朝日が上る前からロケの準備、買い出し、モデルケア、ロケ地誘導、ロケ撮影、撤収・片付け、撮影内容の確認、次の取材、また撮影、他誌のインタビュー、アポ入れ、企画書作り、レイアウト入れ、小物の借り出し、ロケバス手配、ロケ地確認、写真のチェック、打合せ、翌日の撮影準備、コーディネートチェック……、
深夜になれば原稿作成、入稿準備、デザイン確認……。
朝方に終わり、早朝からロケ……

思い出しても、熱が出てきそうなスケジュール(笑)。

さらにうちの師匠がすごかったのは………、

初めて師匠についた日に言われました。

「イシワタリクン、毎日、日記を200文字で書きない」

と。


私は毎日200文字で日記を書きました。
200文字をオーバーしてはダメ、190文字以下でもダメ。
できるだけ200文字ぴったりで書くのが条件でした。

(マジメクンだった)私は毎日、毎日、日記を書きました。
パソコンなんてなかった時代(ワープロが主力で)。
手書きで200文字の日記を書いて、毎晩、師匠の自宅にFAXしました。


そして約2時間後、
ツツツツツ……

と、赤字(修正指示のこと)が入った日記が戻ってくるのです。

他人の日記に赤字を入れるなんて、アンネ・フランクもびっくりです。

事実かどうかは別として、いかに読者(師匠)にとって面白いか、興味をそそるか、情報が入っているか……
お客様にとって価値のある文章であるか、を求められました。

余談ですが、200文字というのは雑誌の記事でとても多く用いられる文字量。
その後、私は数えなくても、50文字、100文字、150文字、200文字など、ぴったりの文字量で文章が書けるようになっていました。

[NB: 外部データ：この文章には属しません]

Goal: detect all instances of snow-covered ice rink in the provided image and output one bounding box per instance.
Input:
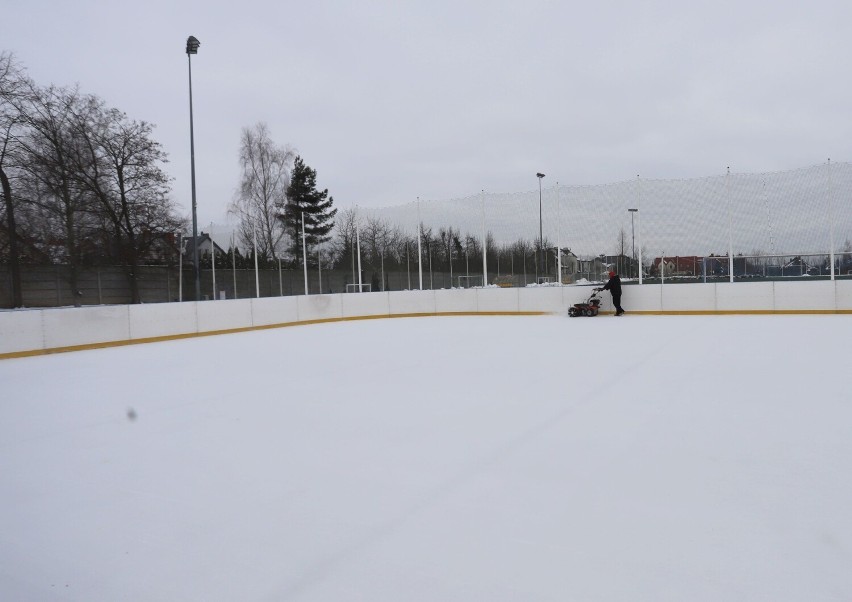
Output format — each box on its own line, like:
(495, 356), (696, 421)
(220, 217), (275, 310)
(0, 315), (852, 602)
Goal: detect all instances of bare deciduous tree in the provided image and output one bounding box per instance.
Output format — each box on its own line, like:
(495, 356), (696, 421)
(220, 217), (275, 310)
(229, 122), (296, 260)
(0, 52), (25, 307)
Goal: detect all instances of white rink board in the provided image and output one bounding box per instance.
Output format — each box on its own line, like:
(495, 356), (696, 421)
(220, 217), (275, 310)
(388, 291), (435, 316)
(251, 297), (299, 326)
(472, 287), (524, 312)
(42, 305), (130, 349)
(0, 280), (852, 353)
(297, 293), (343, 322)
(716, 282), (775, 311)
(435, 289), (477, 314)
(773, 280), (836, 311)
(128, 302), (198, 339)
(0, 310), (44, 353)
(341, 292), (390, 318)
(196, 299), (251, 332)
(664, 284), (716, 311)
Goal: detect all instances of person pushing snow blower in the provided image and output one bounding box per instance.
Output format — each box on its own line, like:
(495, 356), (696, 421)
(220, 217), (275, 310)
(598, 272), (624, 316)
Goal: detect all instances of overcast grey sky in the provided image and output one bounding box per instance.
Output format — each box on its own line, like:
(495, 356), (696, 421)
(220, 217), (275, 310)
(5, 0), (852, 224)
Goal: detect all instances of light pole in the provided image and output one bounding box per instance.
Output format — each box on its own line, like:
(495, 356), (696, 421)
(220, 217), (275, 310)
(535, 173), (546, 274)
(628, 209), (639, 271)
(186, 36), (201, 301)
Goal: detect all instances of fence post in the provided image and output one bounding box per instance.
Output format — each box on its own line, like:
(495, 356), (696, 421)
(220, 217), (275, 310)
(828, 158), (834, 281)
(482, 188), (488, 287)
(636, 174), (644, 284)
(725, 167), (734, 282)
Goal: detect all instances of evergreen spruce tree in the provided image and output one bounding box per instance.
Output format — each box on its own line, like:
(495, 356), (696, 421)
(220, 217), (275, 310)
(280, 156), (337, 265)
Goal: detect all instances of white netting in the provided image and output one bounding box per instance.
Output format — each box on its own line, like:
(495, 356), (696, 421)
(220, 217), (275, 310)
(360, 163), (852, 274)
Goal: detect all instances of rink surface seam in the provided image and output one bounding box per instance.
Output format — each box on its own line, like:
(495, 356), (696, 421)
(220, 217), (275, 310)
(0, 309), (852, 360)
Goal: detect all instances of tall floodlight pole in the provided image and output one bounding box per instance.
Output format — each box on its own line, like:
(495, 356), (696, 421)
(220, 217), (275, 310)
(535, 173), (544, 274)
(417, 197), (423, 291)
(178, 232), (183, 302)
(482, 189), (488, 286)
(302, 211), (310, 295)
(636, 174), (643, 284)
(556, 182), (562, 286)
(828, 158), (834, 281)
(628, 209), (639, 278)
(725, 167), (734, 282)
(186, 36), (201, 301)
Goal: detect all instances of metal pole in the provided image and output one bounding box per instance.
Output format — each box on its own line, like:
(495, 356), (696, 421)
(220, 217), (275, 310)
(482, 189), (488, 286)
(186, 53), (201, 301)
(210, 232), (216, 301)
(251, 228), (260, 299)
(231, 232), (238, 299)
(178, 232), (183, 303)
(538, 176), (547, 274)
(556, 182), (562, 286)
(725, 167), (734, 282)
(355, 228), (364, 293)
(416, 197), (423, 291)
(828, 159), (834, 280)
(628, 209), (639, 273)
(636, 174), (643, 284)
(302, 211), (310, 295)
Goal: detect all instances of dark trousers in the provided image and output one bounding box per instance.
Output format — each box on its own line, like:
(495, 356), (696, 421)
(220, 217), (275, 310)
(612, 293), (624, 314)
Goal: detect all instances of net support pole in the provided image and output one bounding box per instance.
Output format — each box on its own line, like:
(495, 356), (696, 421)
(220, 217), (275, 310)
(636, 174), (643, 284)
(417, 197), (423, 291)
(178, 232), (183, 303)
(251, 228), (260, 299)
(556, 182), (562, 286)
(725, 167), (734, 282)
(231, 234), (237, 299)
(210, 229), (216, 301)
(828, 158), (834, 281)
(482, 189), (488, 286)
(355, 228), (364, 293)
(302, 211), (310, 295)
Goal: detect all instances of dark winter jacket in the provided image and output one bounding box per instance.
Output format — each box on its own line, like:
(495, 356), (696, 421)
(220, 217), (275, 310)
(601, 274), (621, 297)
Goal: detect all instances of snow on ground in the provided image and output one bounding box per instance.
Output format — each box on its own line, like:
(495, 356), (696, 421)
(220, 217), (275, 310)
(0, 315), (852, 602)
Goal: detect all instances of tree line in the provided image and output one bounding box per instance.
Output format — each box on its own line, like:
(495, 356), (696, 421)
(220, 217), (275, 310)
(0, 52), (185, 307)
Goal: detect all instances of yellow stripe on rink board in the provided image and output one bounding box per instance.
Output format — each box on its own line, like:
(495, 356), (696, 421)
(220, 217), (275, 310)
(0, 311), (550, 360)
(0, 309), (852, 360)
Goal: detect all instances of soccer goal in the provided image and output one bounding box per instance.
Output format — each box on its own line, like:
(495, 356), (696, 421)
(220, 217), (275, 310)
(346, 282), (372, 293)
(459, 274), (482, 288)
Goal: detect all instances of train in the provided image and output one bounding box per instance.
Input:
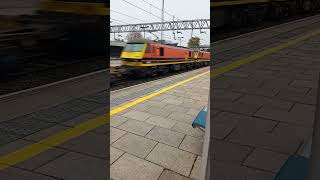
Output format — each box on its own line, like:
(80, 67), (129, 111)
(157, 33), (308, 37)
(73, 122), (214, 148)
(120, 40), (210, 77)
(210, 0), (320, 28)
(33, 0), (109, 56)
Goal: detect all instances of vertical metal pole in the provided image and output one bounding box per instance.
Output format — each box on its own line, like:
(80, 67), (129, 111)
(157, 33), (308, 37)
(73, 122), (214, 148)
(191, 27), (193, 38)
(308, 73), (320, 180)
(161, 0), (164, 42)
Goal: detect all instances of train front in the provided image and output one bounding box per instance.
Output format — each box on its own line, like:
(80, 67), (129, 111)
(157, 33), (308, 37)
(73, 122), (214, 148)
(120, 42), (147, 66)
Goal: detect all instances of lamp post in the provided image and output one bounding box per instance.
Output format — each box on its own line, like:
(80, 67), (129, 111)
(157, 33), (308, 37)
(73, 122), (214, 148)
(178, 37), (184, 46)
(140, 26), (149, 39)
(161, 0), (164, 42)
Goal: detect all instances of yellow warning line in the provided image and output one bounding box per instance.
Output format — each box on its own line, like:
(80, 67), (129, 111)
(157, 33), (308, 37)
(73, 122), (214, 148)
(0, 30), (320, 170)
(0, 71), (209, 170)
(110, 71), (209, 116)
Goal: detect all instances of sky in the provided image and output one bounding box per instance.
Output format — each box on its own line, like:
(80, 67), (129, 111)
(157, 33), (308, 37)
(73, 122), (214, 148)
(110, 0), (210, 46)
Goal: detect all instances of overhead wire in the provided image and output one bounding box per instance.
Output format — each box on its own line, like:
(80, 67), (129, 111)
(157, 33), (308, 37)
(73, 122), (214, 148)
(111, 0), (200, 42)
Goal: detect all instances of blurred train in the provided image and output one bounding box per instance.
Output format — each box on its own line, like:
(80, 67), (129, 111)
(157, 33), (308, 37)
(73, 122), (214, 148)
(210, 0), (320, 27)
(34, 0), (109, 55)
(120, 40), (210, 77)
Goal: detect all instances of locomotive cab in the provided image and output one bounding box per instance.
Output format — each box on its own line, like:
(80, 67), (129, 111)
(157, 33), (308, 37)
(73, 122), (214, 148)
(120, 42), (147, 59)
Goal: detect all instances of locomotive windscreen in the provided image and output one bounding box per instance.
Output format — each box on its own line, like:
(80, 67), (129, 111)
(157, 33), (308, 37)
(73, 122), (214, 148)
(124, 43), (144, 52)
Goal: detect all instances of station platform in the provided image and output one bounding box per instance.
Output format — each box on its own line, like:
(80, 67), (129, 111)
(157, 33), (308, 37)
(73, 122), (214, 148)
(210, 15), (320, 180)
(110, 67), (210, 180)
(0, 12), (320, 180)
(0, 71), (109, 180)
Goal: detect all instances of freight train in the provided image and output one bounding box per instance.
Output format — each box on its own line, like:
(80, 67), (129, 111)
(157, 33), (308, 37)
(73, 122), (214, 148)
(210, 0), (320, 27)
(34, 0), (109, 55)
(120, 40), (210, 77)
(0, 0), (109, 76)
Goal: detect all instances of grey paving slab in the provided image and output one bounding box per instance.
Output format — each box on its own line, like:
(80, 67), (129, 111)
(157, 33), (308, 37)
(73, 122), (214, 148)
(145, 126), (185, 147)
(144, 98), (169, 108)
(179, 135), (203, 156)
(212, 89), (242, 102)
(110, 153), (163, 180)
(15, 147), (67, 170)
(110, 127), (127, 144)
(213, 161), (275, 180)
(81, 91), (110, 105)
(272, 122), (313, 139)
(34, 106), (83, 123)
(60, 113), (100, 127)
(146, 115), (177, 129)
(212, 112), (277, 134)
(110, 146), (125, 164)
(214, 100), (260, 116)
(122, 110), (151, 121)
(236, 95), (293, 111)
(0, 115), (55, 136)
(190, 156), (202, 180)
(110, 115), (129, 127)
(130, 103), (151, 112)
(212, 140), (252, 164)
(118, 119), (154, 136)
(171, 122), (204, 137)
(161, 98), (183, 105)
(0, 139), (31, 156)
(255, 103), (315, 127)
(161, 104), (192, 113)
(227, 131), (302, 154)
(159, 170), (192, 180)
(112, 133), (157, 158)
(35, 152), (108, 180)
(146, 143), (196, 176)
(58, 133), (108, 159)
(23, 125), (69, 142)
(168, 111), (195, 124)
(0, 167), (58, 180)
(89, 124), (110, 136)
(0, 130), (21, 147)
(146, 107), (173, 117)
(243, 149), (289, 173)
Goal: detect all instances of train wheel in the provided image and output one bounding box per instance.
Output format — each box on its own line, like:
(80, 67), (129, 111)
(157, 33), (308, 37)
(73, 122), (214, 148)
(158, 66), (170, 75)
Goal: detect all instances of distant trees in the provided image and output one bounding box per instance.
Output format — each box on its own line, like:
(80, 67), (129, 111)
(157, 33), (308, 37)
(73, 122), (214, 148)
(188, 37), (200, 48)
(126, 32), (143, 41)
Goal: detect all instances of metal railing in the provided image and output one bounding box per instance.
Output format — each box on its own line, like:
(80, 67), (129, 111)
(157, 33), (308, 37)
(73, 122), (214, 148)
(308, 73), (320, 180)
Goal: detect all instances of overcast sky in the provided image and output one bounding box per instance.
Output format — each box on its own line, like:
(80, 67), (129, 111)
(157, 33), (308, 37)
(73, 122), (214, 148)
(110, 0), (210, 46)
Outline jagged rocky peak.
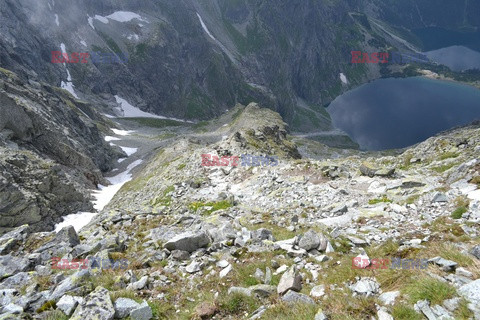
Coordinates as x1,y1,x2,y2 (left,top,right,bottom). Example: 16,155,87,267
216,102,301,159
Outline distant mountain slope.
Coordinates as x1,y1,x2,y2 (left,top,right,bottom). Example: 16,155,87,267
0,0,479,131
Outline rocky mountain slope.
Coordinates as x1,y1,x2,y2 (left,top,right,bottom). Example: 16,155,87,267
0,68,120,233
0,0,479,131
0,104,480,319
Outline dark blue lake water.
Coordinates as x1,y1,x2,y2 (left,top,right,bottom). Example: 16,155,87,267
425,46,480,71
327,77,480,150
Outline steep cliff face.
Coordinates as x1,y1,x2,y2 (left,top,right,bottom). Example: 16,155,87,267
0,69,119,232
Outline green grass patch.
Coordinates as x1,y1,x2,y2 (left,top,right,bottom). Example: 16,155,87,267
368,196,393,204
392,304,424,320
432,163,455,173
405,194,420,204
470,176,480,187
219,293,259,315
188,200,232,214
177,163,187,170
402,277,456,305
450,207,468,219
150,186,175,207
439,152,460,160
261,301,318,320
44,310,70,320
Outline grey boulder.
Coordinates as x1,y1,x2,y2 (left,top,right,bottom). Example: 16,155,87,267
164,232,210,253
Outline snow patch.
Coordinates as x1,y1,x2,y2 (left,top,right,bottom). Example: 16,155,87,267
112,129,135,136
107,11,148,22
197,12,218,41
105,136,120,142
94,160,143,211
55,160,143,232
467,189,480,201
55,212,96,232
119,146,138,157
94,14,108,24
88,17,95,29
127,34,140,41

19歳から20歳くらいまでのおおよその2年間、私はそんな生活を繰り返していました。
睡眠時間なんて、なかった(笑)。

2年ほど経ったある日、師匠からこう言われました。

「今日からイシワタリクンは独りで仕事をしていきなさい」

と。

その日から私は独りで仕事をさせてもらうようになりました。
日記の提出は終わりましたが(笑)、師匠のアシスタント業務と、自分で受けた仕事の”二足のわらじ生活”は、さらに過酷な環境を私にもたらしました。

そして、そんな生活が変わることなく10年たったある日。
ふと、30歳くらいになって過去を思い返したのです。

フリーライター、フリー編集者、そして編集会社の社長をやって、バリバリと雑誌やコンテンツを作っていた頃です。

「20代の、あの辛い過酷な経験があって、本当に良かった」
って。

その当時は、まったく気付いてなかったのですが、思い返せば、あれって……


ある種の筋トレだったのでは?って。

部活に入っても、最初は筋トレの毎日が続くのと同じように、社会人として仕事を成就させるための筋トレも必要だって。

先輩(師匠)から言いつけられたトレーニングをクリアすること。
徹底的に自分を鍛え上げることで、選手(仕事人)として一人前になれる、のだと。

筋トレをしている時期にはなかなか気付かないものだけど、時間がたってみると、肌で感じることがあるのです。
身体が憶えている、なんて言ったら大げさかもしれないけど。

今、美容師としてキャリアを始めた若い人たちに、ぜひお伝えしたいのです。

もし辛いのであれば、それは筋肉をつけているところ。
大人になったとき、その筋肉はあなたを助けてくれる。
もし過酷な環境にいるのであれば、それはあなたの精神が磨かれているところ。
近い将来、きっとあなたから迷いが消えて、(たとえ美容師じゃなくても)素晴らしい仕事人になる。

だから簡単に諦めないで欲しい。
どんな仕事でも筋トレは必要なのです。



(あぁ、、でも理不尽なこともあるので、すべてが正しいとは言えないけど……)

素晴らしい美容師人生が送られますように、祈っています。